A new survey by PGIM Investments says elections and geopolitical risks are the top concerns among institutional investors, not inflation or the economy.
While cautious about U.S. and worldwide elections as well as geopolitical risks, institutional investors plan to maintain long term investment strategies that are aggressive and opportunistic.
That’s according to a new survey by PGIM Investments, the asset management arm of Prudential Financial, of 400 institutional investors in eight countries.
Here are some of the key findings of PGIM’s 2024 Global Risk Report: Resilient Investing Amid Geopolitical Uncertainty.
Geopolitical risks are the top concern
More than half of institutional investors surveyed, 56 percent, said geopolitical risks are the biggest threat to their investments.
About 48% identified the potential conflict in the Taiwan Strait and South China Sea was most likely to impact global markets in the next 24 months, due to its ties to asset prices. Also, roughly 27% said military conflict in the Middle East is the greatest risk.
However, institutional investors view these potential risks as short-term in nature, and most are not altering their long-term strategy. Specifically, about 33% said they plan to have an aggressive portfolio strategy and take on more risk by the end of 2025, while approximately 25% are already aggressive in their risk tolerance.
“It’s really, really hard to predict how this year political risks will evolve, and history tells us that they tend to be short-lived, unless it really escalates to something bigger,” Guillermo Felices, global investment strategist at PGIM Fixed Income, said. “So, for us to say okay, I’m going to modulate the level of risk that I take based on … geopolitics. I think it’s very hard, I don’t think they do it that way.”
Interestingly, the concerns about inflation and a recession have abated. In the U.S., 38% cited inflation as their top concern, while 27% in Europe said the same.
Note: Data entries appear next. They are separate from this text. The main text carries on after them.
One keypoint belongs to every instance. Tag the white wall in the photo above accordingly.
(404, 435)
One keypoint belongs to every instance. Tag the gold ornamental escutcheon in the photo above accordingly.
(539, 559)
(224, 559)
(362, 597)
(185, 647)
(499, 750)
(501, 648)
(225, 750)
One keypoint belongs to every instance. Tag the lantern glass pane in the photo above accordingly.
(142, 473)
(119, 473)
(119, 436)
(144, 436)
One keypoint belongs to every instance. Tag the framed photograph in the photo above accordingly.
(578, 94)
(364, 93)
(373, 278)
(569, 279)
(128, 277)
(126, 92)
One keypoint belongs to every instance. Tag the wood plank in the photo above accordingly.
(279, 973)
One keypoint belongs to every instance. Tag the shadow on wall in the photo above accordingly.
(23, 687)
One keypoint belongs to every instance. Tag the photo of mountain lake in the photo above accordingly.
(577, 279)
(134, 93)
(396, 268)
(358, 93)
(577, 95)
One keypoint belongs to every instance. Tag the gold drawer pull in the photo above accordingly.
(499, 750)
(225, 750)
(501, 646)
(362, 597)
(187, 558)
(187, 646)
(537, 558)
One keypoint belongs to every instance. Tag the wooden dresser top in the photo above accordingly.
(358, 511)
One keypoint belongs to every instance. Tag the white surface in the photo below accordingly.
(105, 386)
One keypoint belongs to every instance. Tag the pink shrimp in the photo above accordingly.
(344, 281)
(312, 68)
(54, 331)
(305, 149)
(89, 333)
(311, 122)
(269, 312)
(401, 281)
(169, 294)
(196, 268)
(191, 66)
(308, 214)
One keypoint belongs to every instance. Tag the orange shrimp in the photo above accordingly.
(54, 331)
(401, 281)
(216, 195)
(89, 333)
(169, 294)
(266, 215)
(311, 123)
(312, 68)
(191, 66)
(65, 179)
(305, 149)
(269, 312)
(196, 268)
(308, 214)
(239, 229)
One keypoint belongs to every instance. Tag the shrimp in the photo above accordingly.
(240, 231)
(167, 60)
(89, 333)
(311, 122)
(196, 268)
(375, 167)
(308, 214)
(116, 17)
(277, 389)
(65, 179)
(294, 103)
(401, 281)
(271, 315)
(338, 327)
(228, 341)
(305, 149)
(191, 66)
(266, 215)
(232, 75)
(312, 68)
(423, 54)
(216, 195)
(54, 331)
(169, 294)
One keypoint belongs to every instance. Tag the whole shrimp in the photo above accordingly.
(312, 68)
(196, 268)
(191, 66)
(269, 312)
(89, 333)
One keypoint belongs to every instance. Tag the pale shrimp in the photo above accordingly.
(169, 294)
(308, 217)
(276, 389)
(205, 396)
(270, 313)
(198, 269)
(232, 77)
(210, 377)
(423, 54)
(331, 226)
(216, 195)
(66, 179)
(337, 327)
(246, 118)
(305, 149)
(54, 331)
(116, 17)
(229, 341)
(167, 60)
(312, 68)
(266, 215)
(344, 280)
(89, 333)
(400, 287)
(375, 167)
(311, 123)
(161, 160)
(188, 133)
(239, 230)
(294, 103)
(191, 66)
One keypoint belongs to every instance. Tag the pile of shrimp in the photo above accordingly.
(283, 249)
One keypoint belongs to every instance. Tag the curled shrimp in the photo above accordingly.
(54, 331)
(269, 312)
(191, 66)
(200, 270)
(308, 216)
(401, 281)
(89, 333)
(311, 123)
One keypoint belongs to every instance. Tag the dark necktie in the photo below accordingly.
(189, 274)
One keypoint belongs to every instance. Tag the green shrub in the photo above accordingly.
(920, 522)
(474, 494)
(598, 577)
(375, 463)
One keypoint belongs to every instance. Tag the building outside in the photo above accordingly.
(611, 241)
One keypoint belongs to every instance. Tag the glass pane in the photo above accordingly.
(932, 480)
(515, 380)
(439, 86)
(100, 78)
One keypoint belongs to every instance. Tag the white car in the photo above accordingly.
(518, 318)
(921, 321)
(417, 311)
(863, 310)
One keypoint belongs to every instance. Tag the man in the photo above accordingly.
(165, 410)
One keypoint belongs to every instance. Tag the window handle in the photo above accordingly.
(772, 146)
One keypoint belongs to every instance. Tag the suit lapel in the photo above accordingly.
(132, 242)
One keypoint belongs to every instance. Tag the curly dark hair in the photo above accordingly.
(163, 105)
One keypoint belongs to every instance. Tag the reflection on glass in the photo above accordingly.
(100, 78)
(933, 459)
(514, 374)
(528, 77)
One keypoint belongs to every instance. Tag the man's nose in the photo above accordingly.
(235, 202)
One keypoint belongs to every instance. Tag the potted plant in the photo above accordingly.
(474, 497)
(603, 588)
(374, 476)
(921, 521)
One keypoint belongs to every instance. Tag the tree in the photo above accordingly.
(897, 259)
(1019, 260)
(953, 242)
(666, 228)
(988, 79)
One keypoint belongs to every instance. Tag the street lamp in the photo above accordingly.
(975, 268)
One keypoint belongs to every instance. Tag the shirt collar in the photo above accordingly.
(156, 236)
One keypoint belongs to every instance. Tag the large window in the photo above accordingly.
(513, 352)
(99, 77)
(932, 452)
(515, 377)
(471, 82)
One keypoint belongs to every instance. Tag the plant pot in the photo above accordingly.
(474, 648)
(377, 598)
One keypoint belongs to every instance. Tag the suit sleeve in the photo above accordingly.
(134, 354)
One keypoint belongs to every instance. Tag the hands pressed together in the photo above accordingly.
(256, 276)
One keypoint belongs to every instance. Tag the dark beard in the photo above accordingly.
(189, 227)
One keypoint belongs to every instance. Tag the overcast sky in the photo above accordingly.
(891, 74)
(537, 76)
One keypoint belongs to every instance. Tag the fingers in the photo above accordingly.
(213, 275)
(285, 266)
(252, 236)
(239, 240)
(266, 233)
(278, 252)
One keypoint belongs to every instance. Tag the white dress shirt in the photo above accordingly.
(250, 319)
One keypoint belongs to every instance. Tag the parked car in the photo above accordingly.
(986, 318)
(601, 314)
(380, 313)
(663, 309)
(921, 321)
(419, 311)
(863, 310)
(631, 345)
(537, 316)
Similarly, 38% cited economic growth as their primary concern, with 30% saying the same in Europe.
Investors are ready for elections
With more than 70 countries holding elections this year, including the U.S., investors also expressed caution around the outcomes of elections around the world. Approximately 56% said that the elections are a factor in their portfolio decisions.
Overall, some 29% said they moved more money into cash due to geopolitical uncertainty, with that number climbing to 41% in the U.S. This “flight to safety” will continue as 55% of global investors said they plan to increase cash positions heading into the elections.
While there is much uncertainty in the results, investors are ready for anything. Specifically, about 75% of institutional investors said their portfolios are moderately or well prepared for any repercussions stemming from major elections in 2024.
“It’s still kind of evolving about what a Harris administration will look like,” James Sonne, head of government affairs at PGIM, said of the U.S. presidential election. “But I think regardless, we don’t actually have a lot of surprises coming, and all of the kind of populists or protectionist stuff on this side of one administration versus the continuation of a lot of the policies on the current administration, are ones that investors are actually pretty well prepared for. And it’s not going to be as many plot twists as I think we’ve we looked at, particularly in 2016 and going forward.”
Managing risks
Overall, while institutional investors are cautious of the short-term risks, they are also focused on staying nimble and looking for investment opportunities that emerge from geopolitical shifts.
Also, they said broadly diversified portfolio, with adequate liquidity, is important to navigate and, if necessary, react to unexpected events.
“In a world with seemingly increasing geopolitical risk, having a well-diversified investment program that meets the investor’s needs is critical in helping investors navigate different scenarios. But, to do that, you need to have two key components. One is having a well-diversified strategic asset allocation that aligns with the investor’s long-term investment objectives,” Mao Dong, co-head of portfolio management at PGIM Portfolio Advisory, said. “The strategic asset allocation program should also be diversified across asset classes, liquidity, geography, and sectors in order to avoid overconcentration in any particular area.”
The second component is a dynamic asset allocation process that is nimble enough to navigate the different environments.
Quantitative models, buffered ETFs, increasing allocations to real assets, stress-testing portfolios with scenario analysis, and utilizing active strategies are other tactics to keep investors ahead of any potential changes.